I'm using XFDF files to fill out PDF-forms serverside with PHP and pdftk but my problem is that no non-english characters (ä, ö, å etc.) are printed to the form fields.
Here is the function I use to parse the XFDF file:
function createFDF($file,$info,$enc='UTF-8'){
$data='<?xml version="1.0" encoding="'.$enc.'"?>'."\n".

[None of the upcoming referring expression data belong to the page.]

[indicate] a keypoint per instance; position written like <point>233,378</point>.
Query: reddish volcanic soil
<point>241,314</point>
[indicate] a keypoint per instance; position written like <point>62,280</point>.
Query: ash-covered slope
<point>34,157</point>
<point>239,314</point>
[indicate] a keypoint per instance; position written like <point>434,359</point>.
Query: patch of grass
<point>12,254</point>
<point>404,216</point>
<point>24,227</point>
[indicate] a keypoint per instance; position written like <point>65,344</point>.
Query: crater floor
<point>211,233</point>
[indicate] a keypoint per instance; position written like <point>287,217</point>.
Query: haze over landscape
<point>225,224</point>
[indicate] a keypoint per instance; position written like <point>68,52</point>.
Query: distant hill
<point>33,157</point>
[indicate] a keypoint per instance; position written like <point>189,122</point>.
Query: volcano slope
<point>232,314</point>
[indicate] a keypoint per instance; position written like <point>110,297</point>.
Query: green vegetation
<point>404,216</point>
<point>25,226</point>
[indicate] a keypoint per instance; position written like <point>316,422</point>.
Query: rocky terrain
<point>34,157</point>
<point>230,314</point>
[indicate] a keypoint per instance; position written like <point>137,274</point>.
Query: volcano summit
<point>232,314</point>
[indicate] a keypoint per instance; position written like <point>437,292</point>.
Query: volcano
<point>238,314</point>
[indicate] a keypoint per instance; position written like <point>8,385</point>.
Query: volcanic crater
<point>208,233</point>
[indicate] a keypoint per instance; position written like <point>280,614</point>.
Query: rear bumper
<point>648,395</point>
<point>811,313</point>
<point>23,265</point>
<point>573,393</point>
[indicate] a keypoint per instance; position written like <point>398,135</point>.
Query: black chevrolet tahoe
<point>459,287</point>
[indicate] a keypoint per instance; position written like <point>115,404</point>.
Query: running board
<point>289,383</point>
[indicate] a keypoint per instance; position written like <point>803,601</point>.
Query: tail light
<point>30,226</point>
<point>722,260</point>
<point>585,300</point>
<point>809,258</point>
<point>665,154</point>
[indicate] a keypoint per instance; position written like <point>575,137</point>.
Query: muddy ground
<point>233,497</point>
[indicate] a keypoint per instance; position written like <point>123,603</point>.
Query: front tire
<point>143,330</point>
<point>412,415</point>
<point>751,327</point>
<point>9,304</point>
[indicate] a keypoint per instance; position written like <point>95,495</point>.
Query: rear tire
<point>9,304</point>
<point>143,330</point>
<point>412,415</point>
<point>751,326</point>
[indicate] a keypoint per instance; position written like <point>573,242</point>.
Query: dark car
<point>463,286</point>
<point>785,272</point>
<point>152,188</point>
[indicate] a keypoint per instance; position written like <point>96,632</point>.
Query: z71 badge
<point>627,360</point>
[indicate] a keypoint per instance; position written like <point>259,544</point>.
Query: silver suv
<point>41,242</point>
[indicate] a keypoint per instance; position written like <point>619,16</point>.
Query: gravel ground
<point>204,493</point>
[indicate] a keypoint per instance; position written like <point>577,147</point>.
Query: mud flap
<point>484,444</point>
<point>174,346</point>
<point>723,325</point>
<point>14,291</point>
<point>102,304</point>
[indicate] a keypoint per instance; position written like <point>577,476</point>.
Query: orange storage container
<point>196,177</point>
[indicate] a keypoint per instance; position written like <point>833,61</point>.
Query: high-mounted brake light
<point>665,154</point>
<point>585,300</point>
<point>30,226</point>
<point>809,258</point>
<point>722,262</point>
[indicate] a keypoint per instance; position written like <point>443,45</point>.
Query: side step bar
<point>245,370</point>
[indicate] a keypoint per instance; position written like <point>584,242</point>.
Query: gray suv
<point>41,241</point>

'<xfdf xmlns="http://ns.adobe.com/xfdf/" xml:space="preserve">'."\n".
'<fields>'."\n";
foreach($info as $field => $val){
$data.='<field name="'.$field.'">'."\n";
if(is_array($val)){
foreach($val as $opt)
$data.='<value>'.htmlentities($opt,ENT_COMPAT,$enc).'</value>'."\n";
}else{
$data.='<value>'.htmlentities($val,ENT_COMPAT,$enc).'</value>'."\n";
}
$data.='</field>'."\n";
}
$data.='</fields>'."\n".
'<ids original="'.md5($file).'" modified="'.time().'" />'."\n".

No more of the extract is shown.